COAL ASH SPILL-VA
Va. taking long-term review of NC coal ash spill
RICHMOND, Va. (AP) - The director of the Virginia Department of Environmental Quality says the state is looking at the long-term health of the Dan River after a massive coal ash spill in North Carolina.
DEQ Director David K. Paylor said Monday the state will hold Duke Energy "fully accountable" for any environmental damage from the spill last month.
Paylor said the monitoring of water and aquatic life in the Dan is likely to take several years. To date, he said testing of drinking water drawn from the Dan River by Virginia localities has found no public health concerns.
The spill occurred about 20 miles from Virginia at a coal ash dump owned by Duke. The spill coated 70 miles of the river in a toxic gray sludge.
Skorton named new head of Smithsonian
WASHINGTON (AP) - The Smithsonian Board of Regents has named Dr. David Skorton to lead the world's largest museum and research complex in Washington.
The governing board announced its selection Monday after a closely guarded six-month search.
Skorton, the president of Cornell University and a cardiologist, will replace Secretary Wayne Clough (cluff), who plans to retire in October after six years. The 64-year-old will be the first physician to lead the organization and its 13th secretary since 1846. For much of its history, the Smithsonian has been led by scientists
Clough announced his retirement plans in September. He was previously the president of the Georgia Institute of Technology for 14 years.
The Smithsonian includes 19 museums based primarily on the National Mall, the National Zoo and nine research facilities around the world.
Spotsylvania may expand mural to add diversity
SPOTSYLVANIA, Va. (AP) - A mural depicting Spotsylvania County's history could be expanded after criticism that it lacks diversity.
The county's Board of Supervisors is scheduled to decide Tuesday whether to add six panels depicting prominent local African-Americans and Native Americans.
The mural is in the meeting room at the county's main government building.
A subcommittee of the Historic Preservation Commission proposed expanding the mural. The commission endorsed the proposal last month.

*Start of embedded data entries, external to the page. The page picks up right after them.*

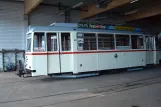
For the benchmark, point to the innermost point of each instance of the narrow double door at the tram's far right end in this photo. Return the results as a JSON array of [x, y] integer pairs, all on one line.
[[150, 47]]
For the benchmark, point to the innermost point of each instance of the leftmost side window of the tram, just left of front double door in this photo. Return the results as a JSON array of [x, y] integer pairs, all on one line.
[[39, 42]]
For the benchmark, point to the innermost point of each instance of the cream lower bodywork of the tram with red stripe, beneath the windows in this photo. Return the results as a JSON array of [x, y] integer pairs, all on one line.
[[75, 61]]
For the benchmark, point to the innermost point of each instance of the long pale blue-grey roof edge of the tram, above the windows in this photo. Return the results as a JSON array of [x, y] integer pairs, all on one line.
[[69, 29]]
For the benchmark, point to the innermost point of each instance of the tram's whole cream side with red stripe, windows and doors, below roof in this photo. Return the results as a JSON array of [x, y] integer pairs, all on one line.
[[51, 53]]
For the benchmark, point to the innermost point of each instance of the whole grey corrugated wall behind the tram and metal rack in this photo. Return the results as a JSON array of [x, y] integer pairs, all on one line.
[[13, 25]]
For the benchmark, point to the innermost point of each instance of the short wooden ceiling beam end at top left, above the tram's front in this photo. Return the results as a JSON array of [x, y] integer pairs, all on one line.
[[30, 5]]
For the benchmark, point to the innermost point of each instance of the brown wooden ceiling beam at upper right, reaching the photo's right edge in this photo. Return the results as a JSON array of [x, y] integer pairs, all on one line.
[[143, 13]]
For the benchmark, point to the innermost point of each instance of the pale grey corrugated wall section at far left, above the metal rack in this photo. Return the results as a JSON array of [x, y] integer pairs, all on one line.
[[11, 25]]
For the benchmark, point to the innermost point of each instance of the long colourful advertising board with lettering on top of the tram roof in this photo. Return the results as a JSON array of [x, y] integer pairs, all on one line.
[[107, 27]]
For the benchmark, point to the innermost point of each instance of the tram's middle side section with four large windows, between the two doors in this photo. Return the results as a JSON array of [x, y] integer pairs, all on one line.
[[103, 51]]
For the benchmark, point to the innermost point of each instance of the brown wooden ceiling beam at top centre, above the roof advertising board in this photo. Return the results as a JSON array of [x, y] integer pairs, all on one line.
[[93, 10]]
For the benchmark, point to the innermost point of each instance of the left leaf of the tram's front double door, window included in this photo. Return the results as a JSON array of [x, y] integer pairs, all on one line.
[[53, 57]]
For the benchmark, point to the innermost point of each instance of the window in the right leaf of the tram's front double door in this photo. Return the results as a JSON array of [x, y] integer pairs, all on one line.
[[65, 41]]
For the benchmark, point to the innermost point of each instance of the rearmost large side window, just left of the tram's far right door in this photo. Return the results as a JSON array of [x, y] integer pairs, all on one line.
[[137, 42]]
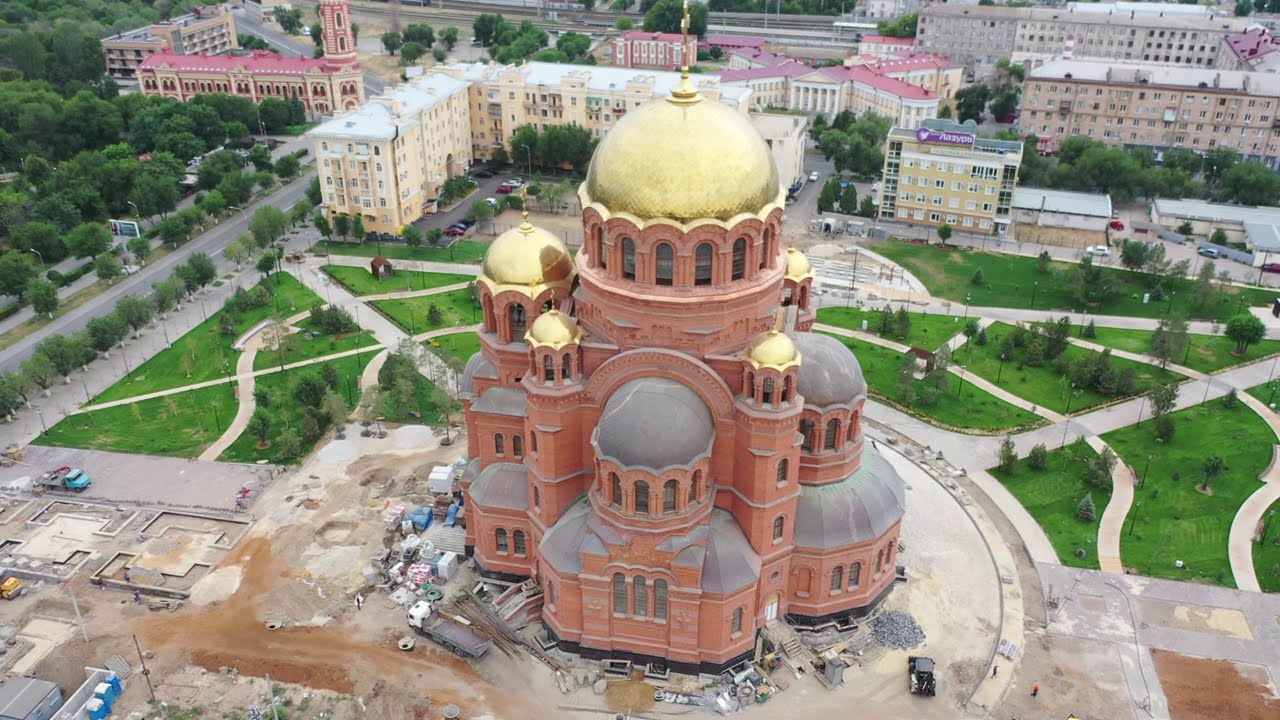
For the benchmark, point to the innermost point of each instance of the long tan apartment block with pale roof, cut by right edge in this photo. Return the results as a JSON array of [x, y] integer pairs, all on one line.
[[1159, 107]]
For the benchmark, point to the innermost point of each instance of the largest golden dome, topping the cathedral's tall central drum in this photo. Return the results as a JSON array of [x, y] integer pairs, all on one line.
[[684, 158]]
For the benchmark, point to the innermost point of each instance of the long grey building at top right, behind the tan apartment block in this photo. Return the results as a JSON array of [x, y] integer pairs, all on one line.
[[979, 37]]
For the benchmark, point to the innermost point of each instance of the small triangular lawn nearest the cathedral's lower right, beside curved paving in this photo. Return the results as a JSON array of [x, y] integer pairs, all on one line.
[[1052, 496]]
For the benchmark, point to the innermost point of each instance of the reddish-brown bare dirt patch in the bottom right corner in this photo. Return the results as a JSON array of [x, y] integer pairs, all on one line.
[[1215, 690]]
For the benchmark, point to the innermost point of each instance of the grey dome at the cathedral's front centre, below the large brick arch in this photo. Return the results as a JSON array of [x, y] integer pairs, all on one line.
[[655, 423]]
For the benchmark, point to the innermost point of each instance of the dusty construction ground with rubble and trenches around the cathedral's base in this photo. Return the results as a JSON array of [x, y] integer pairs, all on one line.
[[341, 590]]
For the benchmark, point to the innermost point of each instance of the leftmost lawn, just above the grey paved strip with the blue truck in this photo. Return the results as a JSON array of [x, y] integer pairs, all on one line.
[[181, 425]]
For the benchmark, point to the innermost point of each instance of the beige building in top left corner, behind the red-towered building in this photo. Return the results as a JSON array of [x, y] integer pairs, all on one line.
[[208, 30]]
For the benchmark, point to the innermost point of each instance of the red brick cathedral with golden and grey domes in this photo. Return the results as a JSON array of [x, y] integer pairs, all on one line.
[[653, 434]]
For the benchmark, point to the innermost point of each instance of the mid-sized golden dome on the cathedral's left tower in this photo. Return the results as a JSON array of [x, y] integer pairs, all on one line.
[[528, 257]]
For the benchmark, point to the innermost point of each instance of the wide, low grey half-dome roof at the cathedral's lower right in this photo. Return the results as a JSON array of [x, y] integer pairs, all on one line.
[[856, 511]]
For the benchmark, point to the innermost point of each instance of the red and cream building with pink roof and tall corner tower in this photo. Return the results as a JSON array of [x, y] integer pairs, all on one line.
[[323, 85]]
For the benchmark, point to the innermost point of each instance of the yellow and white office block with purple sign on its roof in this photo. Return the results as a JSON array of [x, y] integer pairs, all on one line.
[[944, 174]]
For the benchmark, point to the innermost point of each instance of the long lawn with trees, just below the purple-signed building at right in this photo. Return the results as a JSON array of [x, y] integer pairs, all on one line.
[[1012, 281]]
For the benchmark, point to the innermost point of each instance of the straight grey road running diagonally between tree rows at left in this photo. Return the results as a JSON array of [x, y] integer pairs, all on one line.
[[211, 244]]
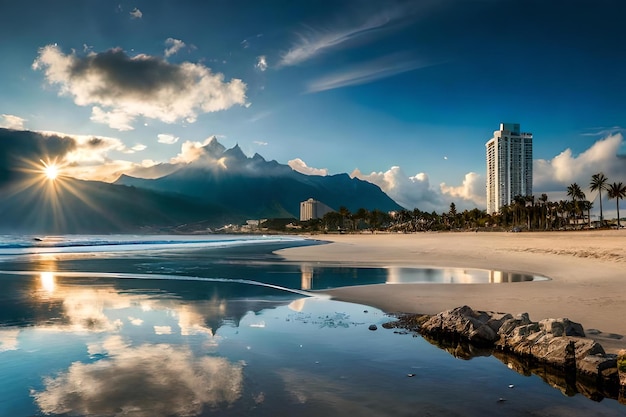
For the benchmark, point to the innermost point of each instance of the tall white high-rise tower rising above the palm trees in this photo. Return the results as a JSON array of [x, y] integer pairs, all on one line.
[[509, 166]]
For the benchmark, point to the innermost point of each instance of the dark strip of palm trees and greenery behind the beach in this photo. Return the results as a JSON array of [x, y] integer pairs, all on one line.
[[524, 213]]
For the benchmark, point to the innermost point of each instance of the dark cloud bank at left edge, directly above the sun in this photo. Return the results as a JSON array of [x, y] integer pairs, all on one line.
[[20, 149]]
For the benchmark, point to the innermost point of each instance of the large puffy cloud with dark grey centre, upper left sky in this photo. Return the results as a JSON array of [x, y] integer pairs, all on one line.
[[121, 88]]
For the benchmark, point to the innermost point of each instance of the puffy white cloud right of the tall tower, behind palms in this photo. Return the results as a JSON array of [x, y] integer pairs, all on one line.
[[566, 168]]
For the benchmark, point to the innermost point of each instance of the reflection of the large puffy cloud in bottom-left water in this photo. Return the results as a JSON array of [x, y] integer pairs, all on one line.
[[147, 380]]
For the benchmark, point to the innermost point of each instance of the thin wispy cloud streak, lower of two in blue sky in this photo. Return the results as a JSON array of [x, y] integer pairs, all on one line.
[[368, 72]]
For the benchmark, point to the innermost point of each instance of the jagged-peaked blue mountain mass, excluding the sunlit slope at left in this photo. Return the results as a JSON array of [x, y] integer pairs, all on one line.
[[259, 188]]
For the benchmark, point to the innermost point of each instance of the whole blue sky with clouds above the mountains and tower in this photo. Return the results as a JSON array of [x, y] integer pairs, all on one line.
[[404, 94]]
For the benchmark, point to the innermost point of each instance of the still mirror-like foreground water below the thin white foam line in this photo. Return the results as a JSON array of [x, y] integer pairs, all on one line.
[[120, 347]]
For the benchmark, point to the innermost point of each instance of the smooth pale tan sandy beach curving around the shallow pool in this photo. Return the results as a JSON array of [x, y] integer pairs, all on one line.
[[587, 271]]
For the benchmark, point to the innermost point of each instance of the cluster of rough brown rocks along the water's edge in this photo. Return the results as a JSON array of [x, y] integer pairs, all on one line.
[[556, 343]]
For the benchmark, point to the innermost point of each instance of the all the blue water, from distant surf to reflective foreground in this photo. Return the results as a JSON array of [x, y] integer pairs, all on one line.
[[222, 326]]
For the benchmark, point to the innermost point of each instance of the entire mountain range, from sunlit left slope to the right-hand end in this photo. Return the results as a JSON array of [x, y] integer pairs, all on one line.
[[220, 186]]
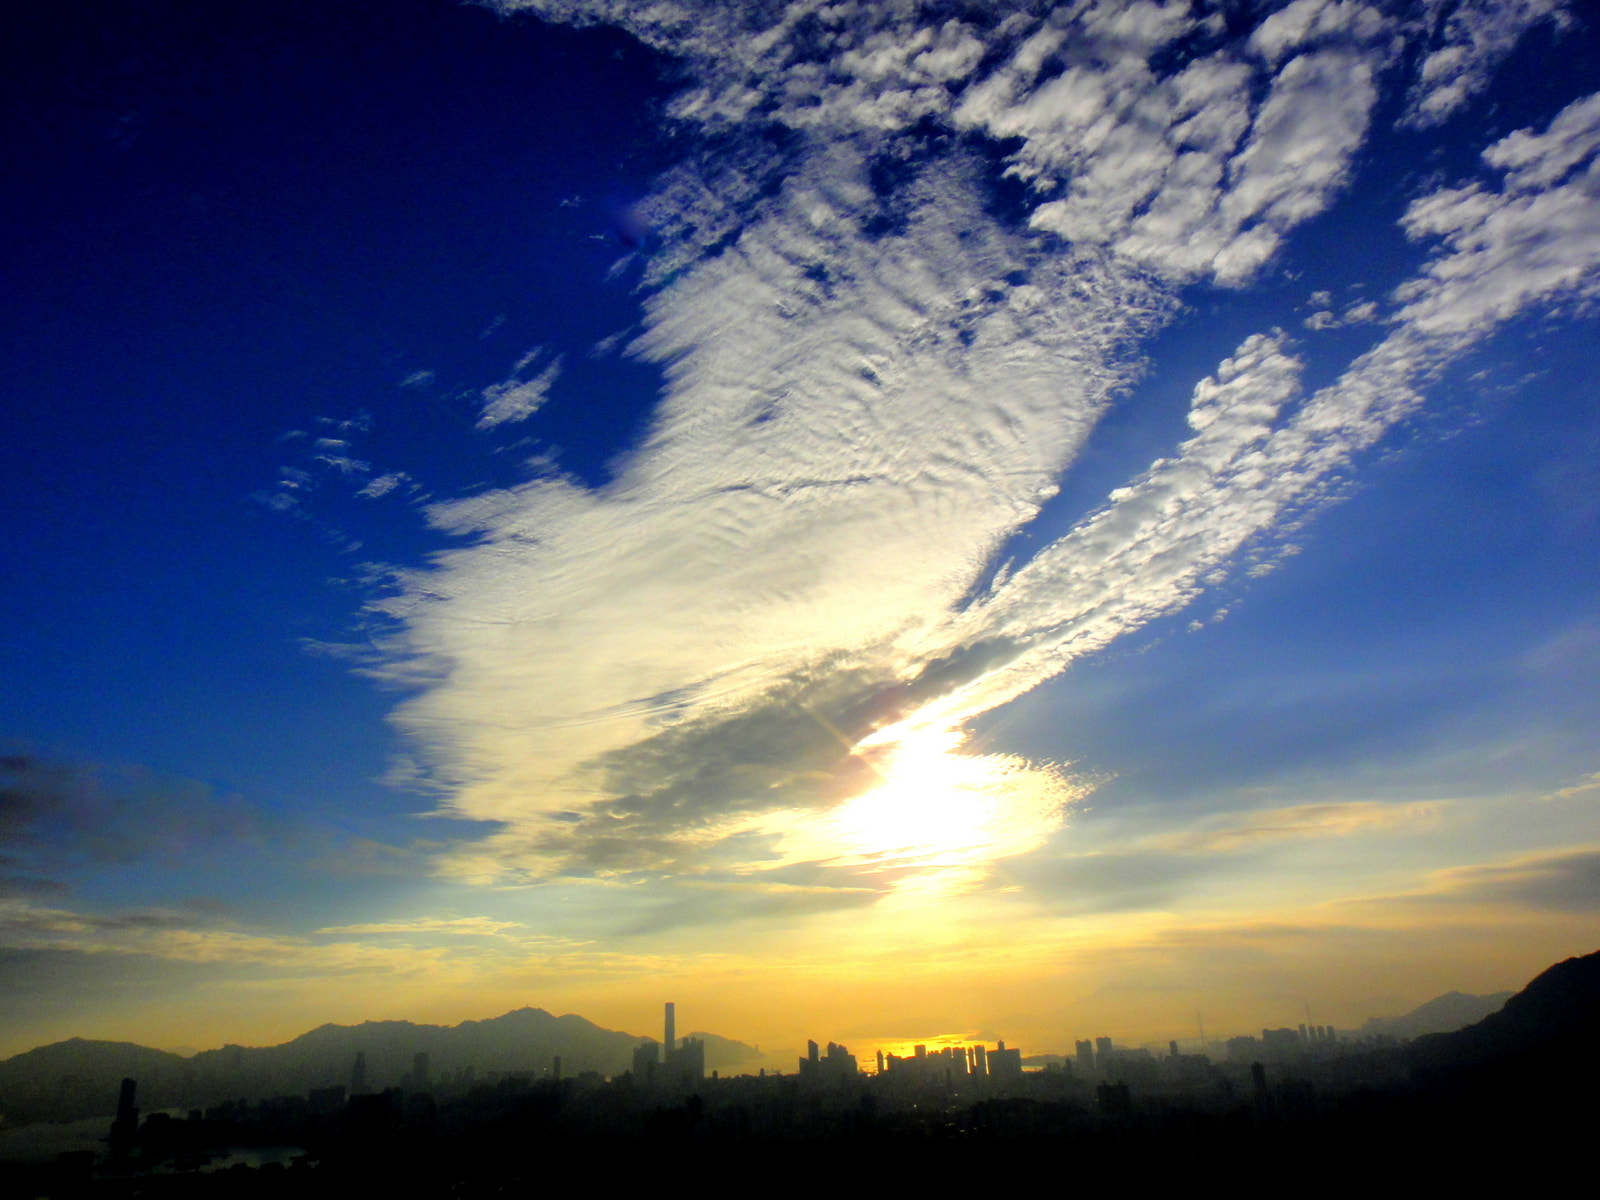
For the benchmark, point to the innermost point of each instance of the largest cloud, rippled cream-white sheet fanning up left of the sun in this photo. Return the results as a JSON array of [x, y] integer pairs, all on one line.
[[839, 407]]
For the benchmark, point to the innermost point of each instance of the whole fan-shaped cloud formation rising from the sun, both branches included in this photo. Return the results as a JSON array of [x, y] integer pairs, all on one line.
[[886, 335]]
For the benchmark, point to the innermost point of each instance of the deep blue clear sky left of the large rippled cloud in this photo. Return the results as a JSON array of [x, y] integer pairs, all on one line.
[[226, 226]]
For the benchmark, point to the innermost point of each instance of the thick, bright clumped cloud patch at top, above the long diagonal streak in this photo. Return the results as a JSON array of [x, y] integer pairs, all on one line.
[[1190, 174]]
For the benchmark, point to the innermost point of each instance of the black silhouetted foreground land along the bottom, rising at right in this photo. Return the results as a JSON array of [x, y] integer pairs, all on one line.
[[1508, 1103]]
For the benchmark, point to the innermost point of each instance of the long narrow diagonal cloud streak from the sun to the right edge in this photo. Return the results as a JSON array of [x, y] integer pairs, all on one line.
[[1146, 553]]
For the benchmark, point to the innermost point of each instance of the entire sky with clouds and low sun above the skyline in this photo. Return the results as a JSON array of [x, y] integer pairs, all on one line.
[[874, 522]]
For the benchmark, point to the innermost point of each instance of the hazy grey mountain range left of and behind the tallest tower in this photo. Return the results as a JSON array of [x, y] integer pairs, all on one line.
[[76, 1079]]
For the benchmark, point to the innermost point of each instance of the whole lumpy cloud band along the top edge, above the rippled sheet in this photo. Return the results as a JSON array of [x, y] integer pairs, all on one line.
[[1198, 172]]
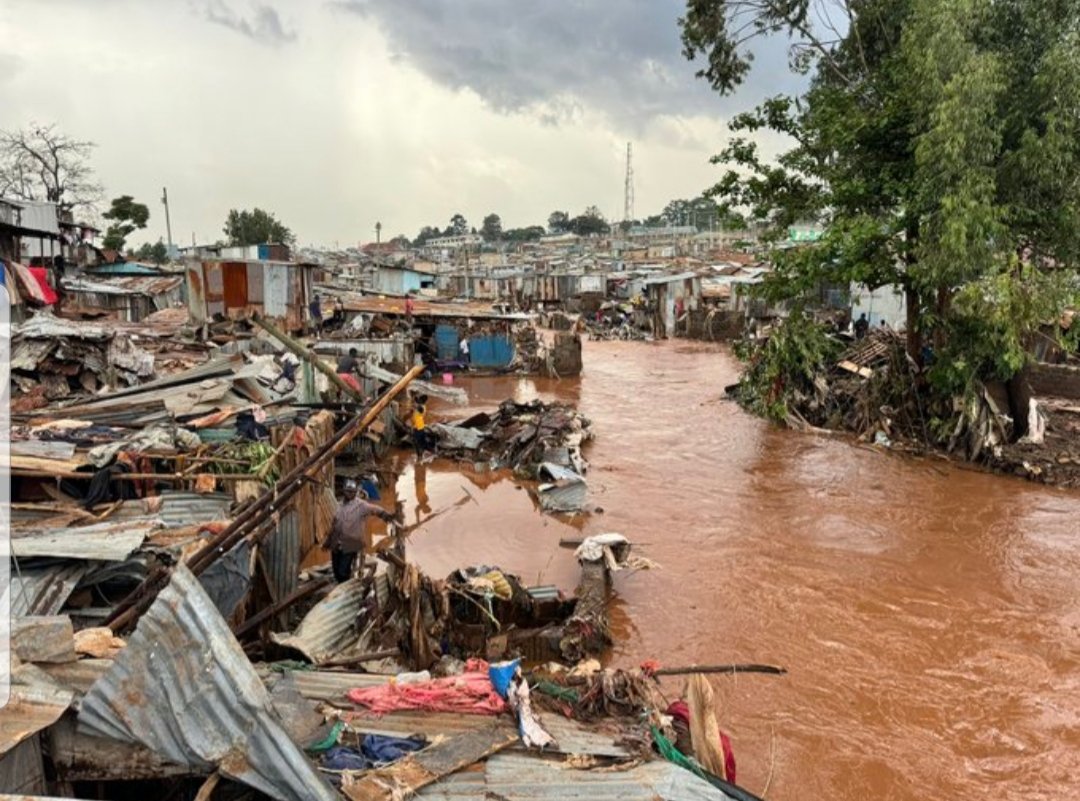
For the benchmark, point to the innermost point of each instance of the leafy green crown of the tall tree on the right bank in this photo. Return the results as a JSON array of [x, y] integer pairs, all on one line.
[[939, 146]]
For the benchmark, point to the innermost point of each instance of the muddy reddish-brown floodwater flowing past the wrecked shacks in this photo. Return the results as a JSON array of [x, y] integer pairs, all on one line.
[[929, 617]]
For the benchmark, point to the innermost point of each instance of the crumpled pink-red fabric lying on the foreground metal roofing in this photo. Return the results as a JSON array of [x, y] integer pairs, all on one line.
[[471, 694]]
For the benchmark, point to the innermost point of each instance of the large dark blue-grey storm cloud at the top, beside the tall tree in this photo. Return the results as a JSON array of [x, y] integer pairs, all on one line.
[[559, 57]]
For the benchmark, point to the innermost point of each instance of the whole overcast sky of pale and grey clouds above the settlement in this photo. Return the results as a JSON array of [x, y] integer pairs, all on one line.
[[337, 115]]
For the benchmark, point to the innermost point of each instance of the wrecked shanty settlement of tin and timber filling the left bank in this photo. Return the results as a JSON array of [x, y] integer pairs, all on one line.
[[199, 607]]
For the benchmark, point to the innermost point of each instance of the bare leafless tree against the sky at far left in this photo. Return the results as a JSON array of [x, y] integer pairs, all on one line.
[[40, 164]]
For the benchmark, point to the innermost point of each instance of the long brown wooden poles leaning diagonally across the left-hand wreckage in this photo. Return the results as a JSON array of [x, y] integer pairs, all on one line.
[[258, 520]]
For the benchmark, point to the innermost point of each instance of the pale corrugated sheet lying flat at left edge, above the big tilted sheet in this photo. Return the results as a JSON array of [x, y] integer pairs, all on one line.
[[112, 541]]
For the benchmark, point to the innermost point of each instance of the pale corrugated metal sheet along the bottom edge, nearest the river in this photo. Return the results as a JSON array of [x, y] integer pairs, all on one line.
[[514, 777]]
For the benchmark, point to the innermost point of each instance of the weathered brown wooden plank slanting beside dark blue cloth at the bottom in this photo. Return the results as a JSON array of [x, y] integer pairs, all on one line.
[[441, 759]]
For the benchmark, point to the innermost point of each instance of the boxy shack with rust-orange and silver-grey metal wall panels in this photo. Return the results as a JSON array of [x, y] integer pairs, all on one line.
[[222, 289]]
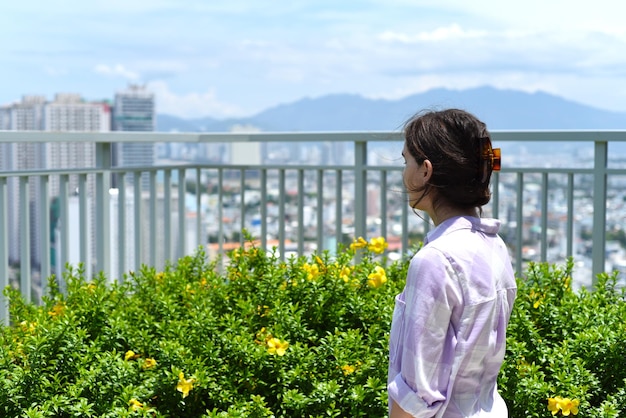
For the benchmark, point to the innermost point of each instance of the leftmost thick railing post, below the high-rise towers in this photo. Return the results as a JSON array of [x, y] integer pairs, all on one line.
[[103, 219]]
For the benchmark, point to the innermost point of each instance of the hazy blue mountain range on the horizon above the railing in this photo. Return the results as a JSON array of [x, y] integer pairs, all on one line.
[[499, 109]]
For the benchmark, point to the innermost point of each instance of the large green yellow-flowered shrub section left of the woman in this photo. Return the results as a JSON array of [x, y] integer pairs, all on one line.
[[305, 337]]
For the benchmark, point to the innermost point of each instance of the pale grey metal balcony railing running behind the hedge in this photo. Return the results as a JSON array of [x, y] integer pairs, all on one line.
[[558, 195]]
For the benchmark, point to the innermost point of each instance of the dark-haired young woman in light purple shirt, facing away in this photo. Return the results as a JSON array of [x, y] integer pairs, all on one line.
[[448, 333]]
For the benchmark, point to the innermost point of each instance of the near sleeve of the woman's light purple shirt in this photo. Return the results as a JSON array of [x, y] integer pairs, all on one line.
[[426, 341]]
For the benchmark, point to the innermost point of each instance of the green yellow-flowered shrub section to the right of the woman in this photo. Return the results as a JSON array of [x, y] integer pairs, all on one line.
[[565, 344]]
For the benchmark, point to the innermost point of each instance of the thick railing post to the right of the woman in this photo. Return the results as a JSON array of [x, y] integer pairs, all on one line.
[[598, 251]]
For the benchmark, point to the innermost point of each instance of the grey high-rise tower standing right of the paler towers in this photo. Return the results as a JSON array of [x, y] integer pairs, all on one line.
[[134, 111]]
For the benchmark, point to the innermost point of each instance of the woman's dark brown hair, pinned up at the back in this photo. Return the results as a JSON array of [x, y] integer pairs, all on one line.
[[452, 140]]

Subcommittee member Roger Braxton tells The Free Lance-Star that people need to see a representation of everyone in the county in its public buildings.
The late Sidney King painted the mural for the county in 1989.
Martinsville plans more tornado warning sirens
MARTINSVILLE, Va. (AP) - Martinsville plans to install eight additional tornado warning sirens across the city.
The city also will replace one of its two existing sirens. Emergency management coordinator Bob Phillips tells the Martinsville Bulletin that the existing sirens can't be heard citywide.
Phillips says the sirens will be used only for tornado warnings. He says it would confuse residents if the sirens were activated for other emergencies.
A grant of about $190,000 from the Federal Emergency Management Agency will cover 75 percent of the project's cost. The Virginia Department of Emergency Management will pay some of the city's 25 percent match. Phillips says the city will pay the remaining cost.
Tazewell Co. approves agreement for new trail
TAZEWELL, Va. (AP) - Tazewell County has agreed to allow the Southwest Regional Recreation Authority to operate the county's portion of a new trail system.
The county Board of Supervisors approved a memorandum of understanding with the authority last week for the Spearhead Trail.
Supervisor Mike Hymes tells the Bluefield Daily Telegraph that the county will build the trail.
The Spearhead Trail will be open to all-terrain vehicles, bikes, horses, hikers and others. It's an initiative of the regional authority.
The first section opened in Wise County in 2013. Plans call for the trail to be extended through seven Southwest Virginia counties and potentially link with West Virginia's Hatfield-McCoy Trail system.
Parents of Va. inmate who has cancer seek clemency
RICHMOND, Va. (AP) - A Richmond-area couple says their imprisoned son has terminal cancer and they want to bring him home.
Brenda Kirby and Charles Davis have requested a medical clemency release for their son, 35-year-old Jason Scott Davis. He is serving a two-year, one-month sentence at Powhatan Correctional Center.
Brenda Kirby tells the Richmond Times-Dispatch that her 6-foot-1-inch tall son weighs just 90 pounds and is bedridden. She says he wants to be with his parents.
Only the governor can grant medical clemency for a state inmate.
A spokesman for Gov. Terry McAuliffe, Brian Coy, tells the newspaper that the secretary of the commonwealth's office received the clemency request last week. The office will evaluate the request and make a recommendation to the governor.